Adrian McKinty Police at the Station and They Don’t Look Friendly

McKinty (last year’s winner) once again delivers an erudite and perfectly paced crime novel full of fascinating characters, by turns lyrical and tender, laugh-out-loud funny, and heart-stoppingly suspenseful, but always wholly engaging. Sean Duffy has to manage his own domestic turmoil and find his feet as a father while solving a crime that is much more than it seems, all within the charged environment of internecine strife in the RUC and the escalating war between the IRA and the Loyalists in 1980s Northern Ireland.
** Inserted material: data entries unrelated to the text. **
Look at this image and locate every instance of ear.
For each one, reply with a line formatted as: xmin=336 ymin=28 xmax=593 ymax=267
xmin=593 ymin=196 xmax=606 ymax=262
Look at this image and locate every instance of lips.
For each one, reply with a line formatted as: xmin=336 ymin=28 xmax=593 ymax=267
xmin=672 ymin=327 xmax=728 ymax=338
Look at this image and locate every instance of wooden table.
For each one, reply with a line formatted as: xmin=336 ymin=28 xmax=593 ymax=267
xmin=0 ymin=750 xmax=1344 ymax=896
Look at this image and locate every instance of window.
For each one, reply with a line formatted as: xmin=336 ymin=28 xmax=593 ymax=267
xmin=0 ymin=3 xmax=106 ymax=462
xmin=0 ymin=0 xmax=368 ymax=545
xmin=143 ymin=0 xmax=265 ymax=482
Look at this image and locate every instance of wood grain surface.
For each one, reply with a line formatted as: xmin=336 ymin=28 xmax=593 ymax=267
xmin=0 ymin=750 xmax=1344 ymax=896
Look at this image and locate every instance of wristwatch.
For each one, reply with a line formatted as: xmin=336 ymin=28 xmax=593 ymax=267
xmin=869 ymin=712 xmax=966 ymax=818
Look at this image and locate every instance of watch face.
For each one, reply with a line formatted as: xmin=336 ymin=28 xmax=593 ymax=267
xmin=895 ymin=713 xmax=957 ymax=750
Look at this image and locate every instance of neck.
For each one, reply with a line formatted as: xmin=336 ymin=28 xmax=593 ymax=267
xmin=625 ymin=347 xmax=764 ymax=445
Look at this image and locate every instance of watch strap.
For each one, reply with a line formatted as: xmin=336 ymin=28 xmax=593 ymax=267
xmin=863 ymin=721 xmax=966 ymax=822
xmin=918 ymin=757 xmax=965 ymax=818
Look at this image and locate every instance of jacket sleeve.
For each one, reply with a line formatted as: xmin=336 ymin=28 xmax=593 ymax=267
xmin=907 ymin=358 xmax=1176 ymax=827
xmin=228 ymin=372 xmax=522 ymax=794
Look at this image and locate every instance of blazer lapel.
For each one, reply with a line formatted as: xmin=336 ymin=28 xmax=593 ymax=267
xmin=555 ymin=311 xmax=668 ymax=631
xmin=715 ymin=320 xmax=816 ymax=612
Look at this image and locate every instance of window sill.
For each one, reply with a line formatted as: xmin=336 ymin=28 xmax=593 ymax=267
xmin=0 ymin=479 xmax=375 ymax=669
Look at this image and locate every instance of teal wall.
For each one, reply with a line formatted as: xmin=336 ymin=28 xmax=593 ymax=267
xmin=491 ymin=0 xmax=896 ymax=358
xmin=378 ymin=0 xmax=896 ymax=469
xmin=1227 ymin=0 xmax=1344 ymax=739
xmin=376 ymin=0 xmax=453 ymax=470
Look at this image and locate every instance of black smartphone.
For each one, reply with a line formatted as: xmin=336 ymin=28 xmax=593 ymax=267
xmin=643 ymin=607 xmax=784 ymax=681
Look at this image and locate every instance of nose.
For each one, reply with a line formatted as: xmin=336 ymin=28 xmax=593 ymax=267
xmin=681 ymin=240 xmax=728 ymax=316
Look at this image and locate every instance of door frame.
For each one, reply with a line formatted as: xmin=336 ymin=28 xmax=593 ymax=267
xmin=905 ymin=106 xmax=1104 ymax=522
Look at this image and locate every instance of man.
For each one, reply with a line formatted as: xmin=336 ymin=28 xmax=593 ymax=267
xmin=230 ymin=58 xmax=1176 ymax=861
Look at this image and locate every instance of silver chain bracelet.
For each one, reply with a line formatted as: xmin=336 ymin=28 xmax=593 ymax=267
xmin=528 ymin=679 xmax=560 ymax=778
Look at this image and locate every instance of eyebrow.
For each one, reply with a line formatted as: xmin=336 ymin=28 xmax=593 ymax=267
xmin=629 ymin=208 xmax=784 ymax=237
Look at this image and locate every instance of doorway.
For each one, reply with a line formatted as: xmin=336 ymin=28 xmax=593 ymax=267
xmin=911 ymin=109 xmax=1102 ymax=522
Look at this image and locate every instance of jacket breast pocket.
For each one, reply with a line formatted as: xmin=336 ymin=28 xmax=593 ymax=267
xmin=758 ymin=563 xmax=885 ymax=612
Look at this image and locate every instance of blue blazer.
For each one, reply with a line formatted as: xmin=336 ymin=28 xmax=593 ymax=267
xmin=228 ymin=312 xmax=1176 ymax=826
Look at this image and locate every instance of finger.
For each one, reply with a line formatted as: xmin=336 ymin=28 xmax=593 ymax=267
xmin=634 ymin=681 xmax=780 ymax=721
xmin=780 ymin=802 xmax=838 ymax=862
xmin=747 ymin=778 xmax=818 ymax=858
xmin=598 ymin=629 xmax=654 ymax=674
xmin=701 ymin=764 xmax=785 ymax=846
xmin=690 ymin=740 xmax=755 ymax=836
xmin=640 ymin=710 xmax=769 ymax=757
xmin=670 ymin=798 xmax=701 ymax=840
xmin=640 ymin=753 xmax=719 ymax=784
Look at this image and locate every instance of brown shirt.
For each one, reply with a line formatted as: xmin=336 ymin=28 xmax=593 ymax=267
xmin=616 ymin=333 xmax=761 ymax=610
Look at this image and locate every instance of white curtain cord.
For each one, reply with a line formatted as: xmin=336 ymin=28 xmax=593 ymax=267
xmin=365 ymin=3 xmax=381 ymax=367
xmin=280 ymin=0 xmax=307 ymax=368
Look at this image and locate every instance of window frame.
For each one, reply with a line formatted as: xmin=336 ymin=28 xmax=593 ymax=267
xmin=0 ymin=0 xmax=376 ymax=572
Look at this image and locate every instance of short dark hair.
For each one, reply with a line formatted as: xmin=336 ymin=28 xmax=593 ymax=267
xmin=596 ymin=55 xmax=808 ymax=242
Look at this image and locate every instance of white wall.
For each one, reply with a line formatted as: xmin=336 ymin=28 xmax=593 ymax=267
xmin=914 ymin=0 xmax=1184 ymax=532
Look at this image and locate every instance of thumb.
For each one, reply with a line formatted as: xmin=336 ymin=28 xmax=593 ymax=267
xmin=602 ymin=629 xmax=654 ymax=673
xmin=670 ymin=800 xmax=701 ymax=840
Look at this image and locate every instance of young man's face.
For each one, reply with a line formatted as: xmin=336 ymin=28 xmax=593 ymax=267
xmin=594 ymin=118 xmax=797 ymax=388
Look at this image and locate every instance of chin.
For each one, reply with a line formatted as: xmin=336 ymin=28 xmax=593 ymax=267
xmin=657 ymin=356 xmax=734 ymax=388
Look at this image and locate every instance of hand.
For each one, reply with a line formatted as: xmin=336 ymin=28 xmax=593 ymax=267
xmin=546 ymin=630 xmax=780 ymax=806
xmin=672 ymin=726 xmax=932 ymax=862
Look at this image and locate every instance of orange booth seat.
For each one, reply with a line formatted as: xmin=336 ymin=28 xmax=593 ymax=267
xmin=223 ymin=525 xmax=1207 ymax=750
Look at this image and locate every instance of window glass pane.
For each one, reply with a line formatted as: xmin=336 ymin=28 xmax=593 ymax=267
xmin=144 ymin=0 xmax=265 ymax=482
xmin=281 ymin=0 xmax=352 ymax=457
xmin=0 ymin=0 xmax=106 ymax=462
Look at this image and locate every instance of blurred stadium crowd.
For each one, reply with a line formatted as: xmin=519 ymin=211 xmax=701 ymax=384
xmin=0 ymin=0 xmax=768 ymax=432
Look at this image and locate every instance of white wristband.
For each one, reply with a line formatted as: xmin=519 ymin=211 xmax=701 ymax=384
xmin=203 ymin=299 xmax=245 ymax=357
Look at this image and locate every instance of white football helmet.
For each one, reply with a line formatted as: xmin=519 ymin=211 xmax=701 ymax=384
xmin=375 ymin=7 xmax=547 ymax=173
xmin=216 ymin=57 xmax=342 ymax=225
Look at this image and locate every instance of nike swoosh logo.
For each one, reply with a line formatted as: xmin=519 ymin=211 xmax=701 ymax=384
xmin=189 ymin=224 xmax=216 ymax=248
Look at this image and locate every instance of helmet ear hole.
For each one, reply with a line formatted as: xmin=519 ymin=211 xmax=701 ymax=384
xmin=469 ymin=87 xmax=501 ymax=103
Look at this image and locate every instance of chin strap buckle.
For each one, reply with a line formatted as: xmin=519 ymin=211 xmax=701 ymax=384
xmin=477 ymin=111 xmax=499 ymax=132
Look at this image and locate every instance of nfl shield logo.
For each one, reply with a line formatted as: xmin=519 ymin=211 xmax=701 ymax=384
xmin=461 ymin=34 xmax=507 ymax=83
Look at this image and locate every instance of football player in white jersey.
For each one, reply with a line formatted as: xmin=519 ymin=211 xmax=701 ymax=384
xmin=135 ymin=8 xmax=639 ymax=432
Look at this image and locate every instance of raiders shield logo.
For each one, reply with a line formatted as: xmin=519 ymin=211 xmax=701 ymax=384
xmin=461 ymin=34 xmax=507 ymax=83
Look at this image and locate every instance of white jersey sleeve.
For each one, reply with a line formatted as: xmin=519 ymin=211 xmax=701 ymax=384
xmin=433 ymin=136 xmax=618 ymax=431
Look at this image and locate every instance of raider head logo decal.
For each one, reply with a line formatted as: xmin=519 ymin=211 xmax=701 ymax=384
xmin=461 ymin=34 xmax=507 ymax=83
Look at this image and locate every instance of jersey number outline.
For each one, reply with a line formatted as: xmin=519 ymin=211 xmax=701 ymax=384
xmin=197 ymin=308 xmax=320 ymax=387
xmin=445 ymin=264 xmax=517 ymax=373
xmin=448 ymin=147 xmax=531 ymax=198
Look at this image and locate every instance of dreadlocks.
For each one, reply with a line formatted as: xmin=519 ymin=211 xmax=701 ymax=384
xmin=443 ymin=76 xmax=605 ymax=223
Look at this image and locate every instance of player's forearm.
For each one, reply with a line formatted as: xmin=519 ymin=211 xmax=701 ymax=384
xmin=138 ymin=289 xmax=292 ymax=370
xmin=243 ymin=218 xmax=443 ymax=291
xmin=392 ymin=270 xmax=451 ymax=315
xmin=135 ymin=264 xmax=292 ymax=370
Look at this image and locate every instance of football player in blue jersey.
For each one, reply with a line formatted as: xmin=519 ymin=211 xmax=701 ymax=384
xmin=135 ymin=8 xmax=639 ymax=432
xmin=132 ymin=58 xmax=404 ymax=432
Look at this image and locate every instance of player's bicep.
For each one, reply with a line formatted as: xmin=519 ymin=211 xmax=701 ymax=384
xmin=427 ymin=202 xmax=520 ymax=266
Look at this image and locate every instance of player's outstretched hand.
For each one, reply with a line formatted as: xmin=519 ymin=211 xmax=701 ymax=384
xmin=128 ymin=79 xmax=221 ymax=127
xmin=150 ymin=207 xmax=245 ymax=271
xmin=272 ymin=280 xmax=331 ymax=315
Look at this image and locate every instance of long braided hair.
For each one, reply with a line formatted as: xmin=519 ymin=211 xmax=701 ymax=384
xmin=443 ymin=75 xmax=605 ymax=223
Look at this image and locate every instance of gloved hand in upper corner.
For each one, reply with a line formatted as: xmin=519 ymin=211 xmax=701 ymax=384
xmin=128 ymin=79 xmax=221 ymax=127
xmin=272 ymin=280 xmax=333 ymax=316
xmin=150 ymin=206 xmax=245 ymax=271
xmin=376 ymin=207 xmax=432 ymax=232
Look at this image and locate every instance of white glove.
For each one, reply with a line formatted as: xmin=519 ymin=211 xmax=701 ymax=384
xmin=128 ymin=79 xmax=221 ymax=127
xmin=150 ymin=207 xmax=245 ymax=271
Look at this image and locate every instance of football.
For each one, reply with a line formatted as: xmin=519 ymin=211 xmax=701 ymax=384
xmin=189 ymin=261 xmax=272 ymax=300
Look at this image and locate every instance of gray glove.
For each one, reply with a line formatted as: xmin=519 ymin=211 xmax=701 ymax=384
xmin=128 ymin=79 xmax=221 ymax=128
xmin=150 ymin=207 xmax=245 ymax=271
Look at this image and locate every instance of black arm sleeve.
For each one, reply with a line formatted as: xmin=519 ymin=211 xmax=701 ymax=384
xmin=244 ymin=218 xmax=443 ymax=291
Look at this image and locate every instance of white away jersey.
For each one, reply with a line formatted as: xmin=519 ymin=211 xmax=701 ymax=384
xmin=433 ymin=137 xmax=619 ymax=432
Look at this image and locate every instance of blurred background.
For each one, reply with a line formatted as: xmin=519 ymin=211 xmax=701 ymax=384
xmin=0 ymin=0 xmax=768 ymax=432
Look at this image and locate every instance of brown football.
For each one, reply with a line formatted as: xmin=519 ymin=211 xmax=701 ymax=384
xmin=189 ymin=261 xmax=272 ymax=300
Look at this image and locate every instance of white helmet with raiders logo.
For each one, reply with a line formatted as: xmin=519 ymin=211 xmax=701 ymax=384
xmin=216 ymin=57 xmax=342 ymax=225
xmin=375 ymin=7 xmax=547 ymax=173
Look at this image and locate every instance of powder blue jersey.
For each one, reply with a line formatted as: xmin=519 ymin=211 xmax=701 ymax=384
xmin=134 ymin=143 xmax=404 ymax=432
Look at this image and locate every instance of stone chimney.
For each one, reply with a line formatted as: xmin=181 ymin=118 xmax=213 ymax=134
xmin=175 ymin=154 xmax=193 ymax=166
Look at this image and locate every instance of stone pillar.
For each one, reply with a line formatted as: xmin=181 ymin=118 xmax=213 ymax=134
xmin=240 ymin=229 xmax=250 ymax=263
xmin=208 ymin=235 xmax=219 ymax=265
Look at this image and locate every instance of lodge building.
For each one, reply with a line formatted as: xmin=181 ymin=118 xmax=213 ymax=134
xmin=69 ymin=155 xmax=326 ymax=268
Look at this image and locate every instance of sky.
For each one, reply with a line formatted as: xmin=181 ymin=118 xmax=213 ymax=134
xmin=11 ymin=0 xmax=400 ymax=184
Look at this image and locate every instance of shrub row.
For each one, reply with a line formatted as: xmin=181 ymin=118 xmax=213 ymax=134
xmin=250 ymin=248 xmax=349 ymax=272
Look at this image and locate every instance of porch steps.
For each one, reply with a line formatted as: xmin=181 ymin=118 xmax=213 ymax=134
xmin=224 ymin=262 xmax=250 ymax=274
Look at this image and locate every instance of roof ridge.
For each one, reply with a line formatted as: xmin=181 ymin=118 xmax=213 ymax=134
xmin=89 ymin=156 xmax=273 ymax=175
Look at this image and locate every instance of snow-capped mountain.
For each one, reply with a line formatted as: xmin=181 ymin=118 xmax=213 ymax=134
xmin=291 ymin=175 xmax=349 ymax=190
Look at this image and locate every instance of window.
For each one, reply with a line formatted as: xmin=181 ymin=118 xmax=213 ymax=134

You can read Karen Chisholm’s review and overview of the Sean Duffy series here.

Jock Serong The Rules of Backyard Cricket

This is a personal, Australian tale of two brothers who grew up playing back-yard cricket, often violently, against one another. Darren, the younger brother and the narrator, is incredibly gifted, but goes off the rails, while Wally achieves success. This is a very timely tale given the real world of match fixing, and criminal interest in sport. Serong keeps the real bad guy ambiguous until an ending that will leave readers speechless.

Ann Turner Out of the Ice

The Antarctic setting, remote and cold, makes this a beautiful and atmospheric story. Laura is an Australian scientist tasked with documenting an abandoned whaling station, but a sighting of a young boy in an ice cave sets off a dangerous train of events. The freezing beauty of Antarctica contrasts with the bleak, cruel nature of the people Laura encounters as she uncovers the mystery. You can read Karen Chisholm’s review here.

Other outstanding books included Zane Lovitt’s Black Teeth, L A Larkin’s Devour, Garry Disher’s Signal Loss,  our own Godfather’s Win, Lose or Draw, Christopher Donald Blake’s Macleay’s Swallowtail and Amanda Ortlepp’s Running Against the Tide.

As well as Best Fiction, there are awards for Best True Crime and Best First Fiction – you can find their 2017 shortlists here. The awards will be presented on September 1st at a free event as part of the Melbourne Writers Festival.